Koog provides two levels of abstraction for running prompts against LLMs: LLM clients and prompt executors. They only accept Prompt objects and can be used for direct prompt execution, without an AI agent. The execution flow is the same for both clients and executors:

flowchart TB
    A([Prompt built with Kotlin DSL])
    B{LLM client or prompt executor}
    C[LLM provider]
    D([Response to your application])

    A -->|"passed to"| B
    B -->|"sends request"| C
    C -->|"returns response"| B
    B -->|"returns result"| D
  • LLM clients


    Low‑level interfaces for direct interaction with specific LLM providers.
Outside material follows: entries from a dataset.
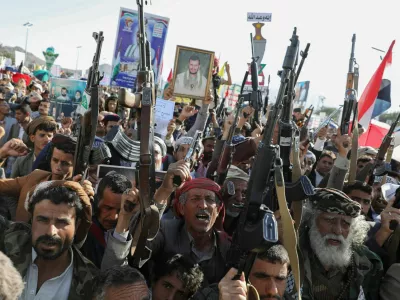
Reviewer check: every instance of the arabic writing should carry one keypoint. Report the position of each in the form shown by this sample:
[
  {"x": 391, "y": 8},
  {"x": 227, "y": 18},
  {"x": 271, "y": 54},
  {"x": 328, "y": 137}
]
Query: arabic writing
[{"x": 259, "y": 17}]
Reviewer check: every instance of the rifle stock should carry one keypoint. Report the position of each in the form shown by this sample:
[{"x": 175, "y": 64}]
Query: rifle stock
[
  {"x": 257, "y": 224},
  {"x": 225, "y": 158},
  {"x": 149, "y": 215}
]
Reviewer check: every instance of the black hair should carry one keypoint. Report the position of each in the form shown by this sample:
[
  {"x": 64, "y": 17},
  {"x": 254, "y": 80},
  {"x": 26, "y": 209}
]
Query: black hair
[
  {"x": 48, "y": 126},
  {"x": 359, "y": 186},
  {"x": 118, "y": 184},
  {"x": 185, "y": 268},
  {"x": 65, "y": 147},
  {"x": 274, "y": 254},
  {"x": 194, "y": 57},
  {"x": 364, "y": 159},
  {"x": 57, "y": 195},
  {"x": 24, "y": 108},
  {"x": 115, "y": 276}
]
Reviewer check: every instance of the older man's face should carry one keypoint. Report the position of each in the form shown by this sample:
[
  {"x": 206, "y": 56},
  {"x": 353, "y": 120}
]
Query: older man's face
[
  {"x": 200, "y": 210},
  {"x": 181, "y": 152},
  {"x": 331, "y": 239}
]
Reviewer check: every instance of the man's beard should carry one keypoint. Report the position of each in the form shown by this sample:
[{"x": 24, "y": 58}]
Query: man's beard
[
  {"x": 51, "y": 240},
  {"x": 207, "y": 156},
  {"x": 330, "y": 256}
]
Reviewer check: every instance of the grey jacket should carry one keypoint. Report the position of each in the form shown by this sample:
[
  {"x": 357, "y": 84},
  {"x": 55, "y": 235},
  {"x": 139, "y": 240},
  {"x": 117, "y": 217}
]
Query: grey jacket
[
  {"x": 171, "y": 239},
  {"x": 390, "y": 286}
]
Use them when you work with a single provider and do not need advanced lifecycle management.

  • Prompt executors


    High-level abstractions that manage the lifecycles of one or multiple LLM clients. Use them when you need a unified API for running prompts across multiple providers, with dynamic switching between them and fallbacks.

If you want to run a simple text prompt, wrap it in a Prompt object using the Kotlin DSL, or use an AI agent, which automatically does this for you. Here is the execution flow for the agent:

flowchart TB
    A([Your application])
    B{{Configured AI agent}}
    C["Text prompt"]
    D["Prompt object"]
    E{{Prompt executor}}
    F[LLM provider]

    A -->|"run() with text"| B
    B -->|"takes"| C
    C -->|"converted to"| D
    D -->|"sent via"| E
    E -->|"calls"| F
    F -->|"responds to"| E
    E -->|"result to"| B
    B -->|"result to"| A
// Create an agent
val agent = AIAgent(
    promptExecutor = simpleOpenAIExecutor(apiKey),
    llmModel = OpenAIModels.Chat.GPT4o
)

// Run the agent
val result = agent.run("What is Koog?")

Optimizing performance and handling failures

Koog allows you to optimize performance and handle failures when running prompts.

  • LLM response caching


    Cache LLM responses to optimize performance and reduce costs for repeated requests.

  • Handling failures


    Use built-in retries, timeouts, and other error handling mechanisms in your application.